In March, Bhattacharya, who is performing the delegable duties of the CDC director, told employees at an all-hands meeting that the agency is looking to “shore up some of the gaps” in its workforce stemming from widespread layoffs. Bhattacharya said HHS leadership is specifically looking to resume hiring in CDC’s chronic disease operations.
“They’re going to make this a priority, because they understand, and I’ve made it very clear that it’s vital that the CDC be able to make it a priority to bring back or to fill so many of those functions with people,” he said at a CDC town hall on March 25.
CDC leadership told staff last summer that they had reinstated about a third of the 2,400 CDC employees who were laid off as part of the HHS-wide downsizing.
Employees said CDC is opting for temporary details over hiring more full-time staff because the process is taking longer with HHS leadership overseeing it.
It took federal agencies 101 days on average to hire a new employee in fiscal 2024. The Trump administration is looking to reduce governmentwide time-to-hire metrics.
Under an executive order signed last October, agencies created strategic hiring committees, which include high-level senior political appointees, to approve the filling of job vacancies.
An inspector general report found that the IRS fell short of hiring goals this year’s filing season, in part because looping the IRS and Treasury Department into the approval process led to delays. Like CDC, the IRS is relying on temporary details to address its staffing gaps.
CDC employees say almost all job postings for their divisions are listed as details, and that details are being used more frequently and for longer periods of time.
Many details have been extended beyond that initial 120-day mark, but impacted employees have been told that they’re not allowed to return to their full-time jobs yet.
According to one employee, some staff on temporary details are facing disciplinary action because their performance has declined in their new roles. That’s because newly detailed employees are sometimes unfamiliar with the work they’re now assigned to do and have received minimal training.
In some cases, the positions CDC employees have been detailed into have been recently reclassified as “at-will” jobs under Schedule Policy/Career, a rebranded version of the Schedule F designation introduced in the first Trump administration. As a result, some employees have unsuccessfully tried to end their details early.

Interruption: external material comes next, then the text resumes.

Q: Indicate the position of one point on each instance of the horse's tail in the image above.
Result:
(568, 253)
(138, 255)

“Some of those detail positions got a notice that it is changing to Schedule P/C,” a CDC employee said. “People are scrambling to end their details early, for those in that situation.”
Earlier this month, President Donald Trump signed an executive order that formalized the long-expected federal employment reclassification for thousands of senior-level positions across government. Administration officials have touted the new classification as a move meant to increase accountability in the federal workforce. But federal employee unions, public-sector nonprofits and other groups warn Schedule P/C is meant to make it easier for agencies to fire employees who disagree with the administration’s policies.
In an appendix to the executive order, the White House lists more than 20 job titles at the CDC that fall under Schedule P/C. The list includes epidemiologists, health scientists, public health advisors and public health analysts. CDC human resources personnel are reclassified as Schedule P/C.
In notices obtained by Federal News Network, the CDC wrote that a public health advisor’s position was being reclassified into Schedule Policy/Career, effective June 3. CDC employees reclassified into Schedule P/C were directed to sign a second notice that states, “I understand that my service in this position will be at-will.”
About 96 CDC employees have been reclassified into Schedule Policy/Career so far, according to staff who spoke to Federal News Network.
About 8,000 federal employees across government have been reclassified as Schedule P/C – far less than OPM’s initial estimate that it would cover about 50,000 positions. Some earlier estimates had also suggested as many as 200,000 positions could be converted.